Ganz persönlich fing ich diese Kurzrede an, ganz persönlich will ich sie abschließen. Als vor zwei Jahrzehnten mein Sohn OndÅ™ej nach seiner Charta-77-Unterschrift statt Bühnenbilder zu entwerfen, in der Husákschen Tschechoslowakei nur Schaufenster putzen durfte und deswegen nach Österreich auswanderte, kam der Sohn meines Sohnes Mikuláš mit sechs Jahren in seine allererste Schulklasse in Wiens zwanzigstem Bezirk. Und als ich dann seine Mutter fragte, wie er dort abschneidet, strahlte sie auf: Die Frau Lehrerin habe ihn gelobt, er sei der beste von den Türken...! In der Klasse gab es deren sechs und der kleine Böhm war kaum zu unterscheiden.

Als wir ihn dann mit vereinter Kraft in die einzige tschechische Schule in Wien schickten, hielt er uns für Verrückte, die ihm eine tote Sprache aufzwingen, die so gut wie keiner spricht. Dabei war der wahre Grund weit entfernt von einer nationalen Idee. Es war unsere feste Überzeugung, dass ihm die Muttersprache gratis geschenkt wurde und sein Denken mächtig beschleunigt wird, wenn er bald weiß, dass ein Baum auch "strom" heißt und "tráva" auch Gras - ein federndes Sprungbrett zu Drittsprachen! Als dann der Eiserne Vorhang verschwand und der Junge nach Tschechien reisen durfte, war er urplötzlich ein König, er könnte sich Mädchen auf deutsch und tschechisch anlachen, und als Krönung sogar auf wienerisch...!

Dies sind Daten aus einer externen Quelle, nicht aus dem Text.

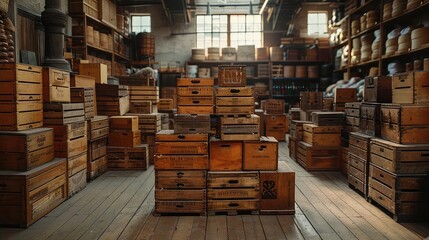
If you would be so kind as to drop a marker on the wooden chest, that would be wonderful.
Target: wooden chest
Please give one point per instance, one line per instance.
(240, 128)
(322, 136)
(21, 97)
(25, 197)
(232, 76)
(344, 95)
(225, 155)
(85, 96)
(405, 196)
(313, 158)
(410, 87)
(26, 149)
(98, 127)
(56, 85)
(277, 189)
(407, 124)
(260, 155)
(400, 159)
(370, 119)
(191, 123)
(327, 118)
(113, 106)
(124, 123)
(125, 139)
(63, 113)
(378, 89)
(232, 191)
(126, 158)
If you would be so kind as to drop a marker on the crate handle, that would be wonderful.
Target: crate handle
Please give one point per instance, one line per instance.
(233, 181)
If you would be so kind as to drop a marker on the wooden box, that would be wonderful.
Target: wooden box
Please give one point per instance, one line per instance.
(125, 139)
(225, 155)
(25, 197)
(410, 87)
(327, 118)
(56, 85)
(191, 123)
(63, 113)
(378, 89)
(124, 123)
(125, 158)
(399, 158)
(20, 97)
(260, 155)
(322, 136)
(370, 119)
(26, 149)
(277, 189)
(96, 70)
(232, 76)
(407, 124)
(312, 158)
(344, 95)
(98, 127)
(405, 196)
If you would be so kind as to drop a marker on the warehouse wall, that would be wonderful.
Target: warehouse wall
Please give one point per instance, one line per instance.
(169, 46)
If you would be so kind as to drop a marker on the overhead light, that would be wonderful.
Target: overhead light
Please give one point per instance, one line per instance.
(263, 7)
(208, 12)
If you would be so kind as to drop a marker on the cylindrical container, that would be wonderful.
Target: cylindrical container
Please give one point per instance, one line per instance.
(289, 71)
(301, 71)
(192, 70)
(229, 54)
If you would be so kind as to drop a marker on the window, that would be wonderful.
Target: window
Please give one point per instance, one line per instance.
(140, 23)
(317, 23)
(228, 30)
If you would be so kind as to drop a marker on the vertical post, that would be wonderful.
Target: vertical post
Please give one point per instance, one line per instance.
(54, 21)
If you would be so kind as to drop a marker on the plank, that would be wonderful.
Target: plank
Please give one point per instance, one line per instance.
(216, 228)
(271, 227)
(235, 228)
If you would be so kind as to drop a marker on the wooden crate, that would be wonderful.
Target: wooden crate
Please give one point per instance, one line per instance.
(277, 189)
(225, 155)
(85, 96)
(63, 113)
(113, 106)
(327, 118)
(26, 149)
(410, 87)
(98, 127)
(28, 196)
(21, 94)
(370, 119)
(378, 89)
(232, 76)
(313, 158)
(240, 128)
(260, 155)
(344, 95)
(405, 196)
(406, 124)
(190, 123)
(126, 158)
(125, 139)
(322, 136)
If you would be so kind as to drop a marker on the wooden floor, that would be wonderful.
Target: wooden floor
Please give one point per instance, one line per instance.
(118, 205)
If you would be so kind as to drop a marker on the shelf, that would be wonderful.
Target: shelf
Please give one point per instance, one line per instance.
(366, 31)
(418, 50)
(410, 14)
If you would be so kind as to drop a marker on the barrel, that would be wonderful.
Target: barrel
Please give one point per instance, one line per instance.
(146, 45)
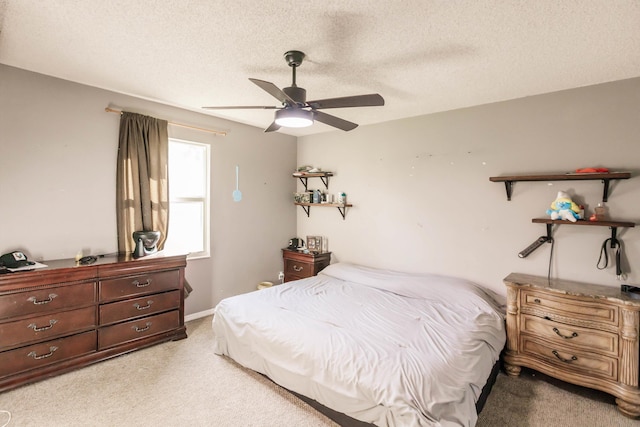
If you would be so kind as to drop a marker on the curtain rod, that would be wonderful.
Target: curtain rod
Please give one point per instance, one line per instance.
(217, 132)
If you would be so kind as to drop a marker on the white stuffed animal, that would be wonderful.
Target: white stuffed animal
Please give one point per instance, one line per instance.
(564, 208)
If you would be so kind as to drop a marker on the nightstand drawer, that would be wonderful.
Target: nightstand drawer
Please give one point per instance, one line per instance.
(564, 306)
(143, 306)
(568, 359)
(297, 268)
(142, 284)
(136, 329)
(584, 339)
(37, 301)
(46, 327)
(46, 353)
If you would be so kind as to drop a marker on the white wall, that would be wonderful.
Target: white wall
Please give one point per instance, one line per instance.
(58, 152)
(423, 200)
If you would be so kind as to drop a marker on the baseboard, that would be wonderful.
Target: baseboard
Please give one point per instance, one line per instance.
(198, 315)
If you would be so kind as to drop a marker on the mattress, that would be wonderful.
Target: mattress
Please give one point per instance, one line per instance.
(384, 347)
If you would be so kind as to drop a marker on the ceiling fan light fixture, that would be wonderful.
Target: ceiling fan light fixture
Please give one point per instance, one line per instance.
(294, 118)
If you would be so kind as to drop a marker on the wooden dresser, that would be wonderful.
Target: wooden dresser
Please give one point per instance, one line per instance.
(581, 333)
(59, 318)
(298, 265)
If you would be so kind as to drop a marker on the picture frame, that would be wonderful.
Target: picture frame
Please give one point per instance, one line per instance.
(314, 243)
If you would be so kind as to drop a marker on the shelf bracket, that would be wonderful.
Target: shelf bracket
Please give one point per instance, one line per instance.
(614, 240)
(508, 186)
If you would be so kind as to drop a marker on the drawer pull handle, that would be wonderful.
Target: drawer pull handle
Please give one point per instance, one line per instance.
(142, 285)
(141, 307)
(35, 301)
(573, 358)
(573, 335)
(33, 354)
(146, 327)
(42, 328)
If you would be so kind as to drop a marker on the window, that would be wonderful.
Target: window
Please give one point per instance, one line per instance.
(188, 198)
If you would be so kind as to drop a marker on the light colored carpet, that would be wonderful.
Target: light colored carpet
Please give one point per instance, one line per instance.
(184, 383)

Und während seine Eltern, beide Maler, und die Großeltern, beide Schriftsteller, wie sie es soeben erleben, bis an ihr Lebensende durch ihren bloßen Akzent die Kontroversen aus dem Böhmerwald bleiben werden, in ihm feiern die uneinigen Zwillinge ihr künftiges Miteinander: Nach seinem Uni-Abschluss, bevor er als der einzig normale in der Familie das österreichische Bankwesen bereichern will und sich mit einer jungen Wienerin zu vermählen gedenkt, dient er soeben als Rekrut im österreichischen Bundesheer. Wie beruhigend, wenn man weiß, dass nur die willigen Tschechen in der Nato und im Irak mitkämpfen, derweil hier wieder einmal das alte Gebot gilt:

"Bella gerunt allii, tu, felix Austria, nube!"